Mifid II 

Advisers confused about Mifid compliance

Advisers confused about Mifid compliance

There is "widespread confusion" about compliance with Mifid II's product governance rules, with half of advisers not able to evidence suitability, according to research by consultancy firm the Lang Cat.

The product governance element of Mifid II is aimed at making sure advisers are offering their clients suitable solutions by requiring product manufacturers and distributors such as advisers to identify target markets.

The Lang Cat research found that while the majority (80 per cent) of the 220 advisers surveyed were aware of the rules, 62 per cent were unable to evidence the suitability of products and services by client segment to the standard they required.

Mike Barrett, consulting director at the Lang Cat, said: "With advisers increasingly using a centralised investment proposition, as opposed to picking funds for every client, it is hugely important for both the client and business outcomes that the investment solutions are both suitable and delivered efficiently.

"Mifid II significantly raised the bar with regards to suitability and disclosure requirements for all investment solutions, and [product governance] introduced rules to set out exactly how advisers need to construct their investment propositions."

Earlier this year FTAdviser reported the product governance rules could give the FCA new powers to act on areas it could not previously address, such as value for money and advisers who only use one platform.
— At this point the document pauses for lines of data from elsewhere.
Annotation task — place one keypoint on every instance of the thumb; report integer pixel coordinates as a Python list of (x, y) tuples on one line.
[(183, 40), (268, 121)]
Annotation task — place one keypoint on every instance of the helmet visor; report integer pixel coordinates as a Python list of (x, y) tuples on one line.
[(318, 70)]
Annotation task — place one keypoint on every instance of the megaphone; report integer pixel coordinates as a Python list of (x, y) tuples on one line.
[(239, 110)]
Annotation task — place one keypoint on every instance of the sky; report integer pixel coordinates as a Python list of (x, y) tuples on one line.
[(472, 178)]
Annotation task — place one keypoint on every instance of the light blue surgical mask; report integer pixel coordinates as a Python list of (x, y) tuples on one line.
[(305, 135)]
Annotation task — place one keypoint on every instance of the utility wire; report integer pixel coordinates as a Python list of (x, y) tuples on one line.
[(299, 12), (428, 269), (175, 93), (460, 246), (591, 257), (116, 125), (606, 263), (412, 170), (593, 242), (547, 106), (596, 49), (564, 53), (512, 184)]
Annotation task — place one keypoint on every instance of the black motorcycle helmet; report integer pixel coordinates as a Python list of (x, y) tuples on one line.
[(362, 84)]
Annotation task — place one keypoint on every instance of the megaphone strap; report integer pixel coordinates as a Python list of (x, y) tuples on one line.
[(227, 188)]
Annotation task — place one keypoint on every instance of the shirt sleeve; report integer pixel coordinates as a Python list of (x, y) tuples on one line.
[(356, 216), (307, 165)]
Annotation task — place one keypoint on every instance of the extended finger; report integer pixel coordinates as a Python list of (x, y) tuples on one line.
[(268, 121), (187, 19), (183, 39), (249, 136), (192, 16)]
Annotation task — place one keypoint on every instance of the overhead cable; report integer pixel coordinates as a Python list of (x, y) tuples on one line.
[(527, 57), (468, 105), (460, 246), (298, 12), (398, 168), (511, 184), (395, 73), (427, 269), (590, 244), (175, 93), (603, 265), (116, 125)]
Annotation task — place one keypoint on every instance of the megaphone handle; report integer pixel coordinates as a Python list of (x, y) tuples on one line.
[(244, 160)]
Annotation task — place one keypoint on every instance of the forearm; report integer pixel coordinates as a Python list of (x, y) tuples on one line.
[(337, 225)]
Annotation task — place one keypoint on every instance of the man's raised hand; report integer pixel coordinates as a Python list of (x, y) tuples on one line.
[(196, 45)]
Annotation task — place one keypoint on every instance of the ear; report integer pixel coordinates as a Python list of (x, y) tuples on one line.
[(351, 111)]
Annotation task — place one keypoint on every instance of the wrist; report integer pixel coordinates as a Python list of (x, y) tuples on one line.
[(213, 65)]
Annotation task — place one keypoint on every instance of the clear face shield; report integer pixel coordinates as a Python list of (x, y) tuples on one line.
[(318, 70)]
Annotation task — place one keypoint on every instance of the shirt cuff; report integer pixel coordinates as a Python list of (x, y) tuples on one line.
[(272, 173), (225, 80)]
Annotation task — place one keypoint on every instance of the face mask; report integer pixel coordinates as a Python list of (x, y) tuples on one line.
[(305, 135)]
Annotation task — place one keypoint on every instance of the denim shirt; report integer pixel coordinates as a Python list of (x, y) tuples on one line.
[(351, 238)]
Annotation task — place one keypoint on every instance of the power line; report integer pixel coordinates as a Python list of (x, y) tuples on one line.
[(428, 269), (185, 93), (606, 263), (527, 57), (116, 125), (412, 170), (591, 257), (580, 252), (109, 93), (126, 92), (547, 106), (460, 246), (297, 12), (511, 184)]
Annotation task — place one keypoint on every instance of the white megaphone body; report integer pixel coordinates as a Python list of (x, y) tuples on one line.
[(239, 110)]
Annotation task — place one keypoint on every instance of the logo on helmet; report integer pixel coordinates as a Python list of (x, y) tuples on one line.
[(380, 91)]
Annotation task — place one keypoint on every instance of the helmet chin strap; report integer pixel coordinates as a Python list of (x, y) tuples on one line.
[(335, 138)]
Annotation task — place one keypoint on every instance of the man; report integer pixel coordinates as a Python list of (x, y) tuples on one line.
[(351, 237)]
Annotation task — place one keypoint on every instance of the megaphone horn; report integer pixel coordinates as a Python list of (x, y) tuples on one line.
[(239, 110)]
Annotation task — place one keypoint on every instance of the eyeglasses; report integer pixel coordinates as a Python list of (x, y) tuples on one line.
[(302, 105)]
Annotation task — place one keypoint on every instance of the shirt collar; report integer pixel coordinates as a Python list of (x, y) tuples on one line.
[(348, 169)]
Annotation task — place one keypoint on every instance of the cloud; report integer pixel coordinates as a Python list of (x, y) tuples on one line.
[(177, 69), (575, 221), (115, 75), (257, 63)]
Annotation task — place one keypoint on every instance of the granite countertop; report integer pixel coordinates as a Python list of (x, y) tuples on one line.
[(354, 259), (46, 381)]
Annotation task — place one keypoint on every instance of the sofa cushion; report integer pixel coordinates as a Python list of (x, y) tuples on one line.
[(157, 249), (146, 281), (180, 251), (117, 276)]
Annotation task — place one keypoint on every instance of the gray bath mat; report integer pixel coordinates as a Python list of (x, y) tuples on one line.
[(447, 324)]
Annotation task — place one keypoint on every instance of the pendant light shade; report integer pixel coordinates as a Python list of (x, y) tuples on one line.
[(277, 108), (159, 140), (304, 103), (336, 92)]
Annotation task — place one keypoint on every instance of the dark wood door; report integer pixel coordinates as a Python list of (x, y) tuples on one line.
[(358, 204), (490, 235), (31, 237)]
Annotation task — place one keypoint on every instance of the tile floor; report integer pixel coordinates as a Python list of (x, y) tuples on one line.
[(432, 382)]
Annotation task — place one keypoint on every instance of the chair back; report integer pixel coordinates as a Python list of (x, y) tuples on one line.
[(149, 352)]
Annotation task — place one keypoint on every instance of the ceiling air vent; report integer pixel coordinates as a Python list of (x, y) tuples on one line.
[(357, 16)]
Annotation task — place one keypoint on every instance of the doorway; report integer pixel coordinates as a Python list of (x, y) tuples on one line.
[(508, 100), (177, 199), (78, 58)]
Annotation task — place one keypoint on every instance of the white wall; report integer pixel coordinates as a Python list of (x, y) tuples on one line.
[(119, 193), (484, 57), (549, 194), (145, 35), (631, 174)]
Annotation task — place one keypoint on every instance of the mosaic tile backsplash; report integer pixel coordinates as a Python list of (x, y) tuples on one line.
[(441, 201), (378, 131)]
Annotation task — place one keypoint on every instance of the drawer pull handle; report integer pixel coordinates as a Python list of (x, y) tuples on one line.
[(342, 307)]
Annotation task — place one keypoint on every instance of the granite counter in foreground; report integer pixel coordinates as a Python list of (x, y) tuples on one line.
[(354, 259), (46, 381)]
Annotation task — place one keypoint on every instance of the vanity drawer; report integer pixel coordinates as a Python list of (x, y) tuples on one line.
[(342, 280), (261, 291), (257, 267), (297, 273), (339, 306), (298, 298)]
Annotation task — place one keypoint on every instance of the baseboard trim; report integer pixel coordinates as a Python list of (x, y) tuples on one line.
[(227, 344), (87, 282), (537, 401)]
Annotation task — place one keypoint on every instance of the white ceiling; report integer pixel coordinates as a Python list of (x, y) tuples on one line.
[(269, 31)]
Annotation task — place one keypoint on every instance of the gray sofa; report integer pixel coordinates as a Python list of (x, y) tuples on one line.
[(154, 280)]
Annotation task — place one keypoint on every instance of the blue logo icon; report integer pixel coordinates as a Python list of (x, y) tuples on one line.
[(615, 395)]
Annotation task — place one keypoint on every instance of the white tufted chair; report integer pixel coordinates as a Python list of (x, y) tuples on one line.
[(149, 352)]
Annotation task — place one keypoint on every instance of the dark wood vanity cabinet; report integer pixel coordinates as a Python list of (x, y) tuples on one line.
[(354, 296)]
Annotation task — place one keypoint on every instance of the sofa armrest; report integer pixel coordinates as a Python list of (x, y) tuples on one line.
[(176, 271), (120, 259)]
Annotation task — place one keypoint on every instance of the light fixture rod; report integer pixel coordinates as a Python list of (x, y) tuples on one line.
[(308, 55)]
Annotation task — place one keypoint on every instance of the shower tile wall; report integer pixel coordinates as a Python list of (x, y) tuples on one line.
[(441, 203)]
The FCA had product governance requirements before the introduction of Mifid II in January, but they were narrower than the new rules in terms of the financial instruments they covered.

Under the new rules, manufacturers - such as fund managers - must define a target market for each of their products.

Advisers will need to be aware of these and consider this when giving advice, which is what prompts the need for client segmentation. 

They must also report any sales outside the target market back to the manufacturer - though there are no rules to say selling a product outside its target market is necessarily wrong.